Kedua gejala tersebut di atas, merupakan gejala sosial yang dijadikan sebagai
bagian dari objek kajian ilmu politik. Dengan demikian, masuk akal jika
ilmu politik dikatakan sebagai ratunya ilmu di lingkungan ilmu sosial lainnya.

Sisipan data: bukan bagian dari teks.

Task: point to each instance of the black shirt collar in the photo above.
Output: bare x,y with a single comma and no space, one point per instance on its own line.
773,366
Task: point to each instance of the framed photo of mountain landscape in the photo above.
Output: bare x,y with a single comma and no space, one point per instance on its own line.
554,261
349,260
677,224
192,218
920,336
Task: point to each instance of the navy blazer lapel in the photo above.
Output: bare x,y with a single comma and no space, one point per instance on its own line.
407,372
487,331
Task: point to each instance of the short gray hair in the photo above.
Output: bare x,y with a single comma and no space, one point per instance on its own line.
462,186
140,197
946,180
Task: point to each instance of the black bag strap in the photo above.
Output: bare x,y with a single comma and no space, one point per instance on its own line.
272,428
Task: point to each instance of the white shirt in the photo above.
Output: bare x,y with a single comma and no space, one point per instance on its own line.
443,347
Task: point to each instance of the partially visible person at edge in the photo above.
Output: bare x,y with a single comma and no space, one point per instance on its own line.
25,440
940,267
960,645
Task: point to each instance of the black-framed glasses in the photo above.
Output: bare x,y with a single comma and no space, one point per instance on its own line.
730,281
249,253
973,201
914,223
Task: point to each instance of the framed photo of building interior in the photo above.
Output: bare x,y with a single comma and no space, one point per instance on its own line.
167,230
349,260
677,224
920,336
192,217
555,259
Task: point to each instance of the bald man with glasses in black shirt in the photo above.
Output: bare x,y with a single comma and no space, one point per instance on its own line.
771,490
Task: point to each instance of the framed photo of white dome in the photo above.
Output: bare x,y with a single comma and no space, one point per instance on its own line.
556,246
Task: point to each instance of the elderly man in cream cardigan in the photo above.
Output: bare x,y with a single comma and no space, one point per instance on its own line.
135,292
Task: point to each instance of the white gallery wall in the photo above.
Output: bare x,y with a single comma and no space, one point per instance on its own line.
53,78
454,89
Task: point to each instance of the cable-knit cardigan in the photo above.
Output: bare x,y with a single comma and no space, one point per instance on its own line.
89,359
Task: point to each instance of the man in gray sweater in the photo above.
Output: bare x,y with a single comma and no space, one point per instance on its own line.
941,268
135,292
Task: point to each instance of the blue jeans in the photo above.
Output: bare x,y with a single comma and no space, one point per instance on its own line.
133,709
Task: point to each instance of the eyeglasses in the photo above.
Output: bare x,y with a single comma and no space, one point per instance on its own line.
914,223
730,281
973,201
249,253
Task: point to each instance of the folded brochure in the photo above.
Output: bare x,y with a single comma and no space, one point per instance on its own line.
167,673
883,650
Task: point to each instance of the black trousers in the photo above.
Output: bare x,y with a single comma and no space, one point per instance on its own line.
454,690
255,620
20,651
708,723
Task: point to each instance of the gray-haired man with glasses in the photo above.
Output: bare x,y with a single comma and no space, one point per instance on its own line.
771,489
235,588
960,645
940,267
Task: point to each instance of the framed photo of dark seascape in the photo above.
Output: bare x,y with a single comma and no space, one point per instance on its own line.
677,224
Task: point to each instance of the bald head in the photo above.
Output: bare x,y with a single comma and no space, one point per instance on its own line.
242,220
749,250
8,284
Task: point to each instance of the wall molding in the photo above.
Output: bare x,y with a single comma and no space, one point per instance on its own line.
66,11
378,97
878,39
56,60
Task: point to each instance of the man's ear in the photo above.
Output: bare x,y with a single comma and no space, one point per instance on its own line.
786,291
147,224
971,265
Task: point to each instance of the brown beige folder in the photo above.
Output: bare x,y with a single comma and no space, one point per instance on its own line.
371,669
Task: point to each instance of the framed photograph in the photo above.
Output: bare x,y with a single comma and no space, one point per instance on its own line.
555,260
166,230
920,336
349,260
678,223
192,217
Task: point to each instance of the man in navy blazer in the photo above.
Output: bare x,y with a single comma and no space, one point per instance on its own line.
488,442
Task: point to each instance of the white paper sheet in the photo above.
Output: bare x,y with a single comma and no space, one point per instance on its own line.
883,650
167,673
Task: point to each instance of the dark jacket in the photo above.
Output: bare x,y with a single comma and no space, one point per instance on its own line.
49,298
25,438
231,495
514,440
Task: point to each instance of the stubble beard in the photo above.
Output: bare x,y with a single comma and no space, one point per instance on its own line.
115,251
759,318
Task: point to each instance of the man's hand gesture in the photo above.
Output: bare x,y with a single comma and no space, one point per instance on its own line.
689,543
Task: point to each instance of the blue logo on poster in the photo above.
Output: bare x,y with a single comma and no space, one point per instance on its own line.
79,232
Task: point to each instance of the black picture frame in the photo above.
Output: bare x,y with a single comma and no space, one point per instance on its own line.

Kendatipun ilmu politik merupakan ilmu yang tertua dan membicarakan masalah
hakiki kehidupan manusia, namun banyak pihak yang tidak paham terhadap makna
ilmu politik itu sendiri. Membicarakan
masalah politik, mirip dengan
membicarakan masalah cuaca, yaitu sesuatu hal yang sering dibicarakan orang,
namun tidak gampang dimengerti substansi permasalahannya (every body talks
about the wheater, but no body does anything about it). Kaitannya dengan masalah politik Mark
Twin (Rudy, 1993:7) mengatakan everybody
knows about politics, but nobody understand it). Maka tidak mengherankan, jika banyak orang
menggunakan dan meneriakkan reformasi, tetapi tidak mengerti apa yang dimaksud
dengan reformasi. Demikian selanjutnya.
Oleh karena itu, sebelum
membahas ilmu politik lebih lanjut, terlebih dahulu kita tinjau istilah politik
itu sendiri. Istilah politik berasal
dari bahasa Yunani yaitu polistaia. Polis berarti negara kota, yakni
suatu masyarakat yang mampu mengurus
diri sendiri atau mandiri, sedangkan taia berarti urusan. Jadi politik dapat diartikan segala urusan yang
berkenaan dengan negara, termasuk di
dalamnya kekuasaan, pengambilan keputusan, kebijakan
maupun pembagian dan pengalokasian nilai-nilai dalam masyarakat yang
bersangkutan.
Sebagaimana diungkapkan
sebelumnya, bahwa dalam penggunaan sehari-hari istilah
politik sering mempunyai arti yang berbeda-beda. Hal demikian, dipengaruhi oleh beberapa
faktor, diantaranya kontejs penggunaan, maupun unsure kepentingan para pengguna
itu sendiri. Kendatipun demikian, dalam konteks keilmuan, perbedaan penggunaan
konsep politik ini, dapat dikategorisasikan sebagai berikut :
a.
Politik dalam arti kepentingan
Manusia memiliki kebutuhan atau keinginan. Dengan
berbagai tindakan dan perilakunya, manusia kerap melakukan upaya-upaya untuk
mendapatkan kebutuhan atau keinginnya.
Menurut Deliar Noer (1983:21) keinginan itu bisa terwujud dalam bentuk
yang lebih keras, yaitu kepentingan.
Masalah kepentingan ini, sudah dengan konsepsi hak sebagaimana di kenal
dalam konsep politik demokrasi.
Misalkan ada sebuah kasua, si A memiliki sebidang tanah.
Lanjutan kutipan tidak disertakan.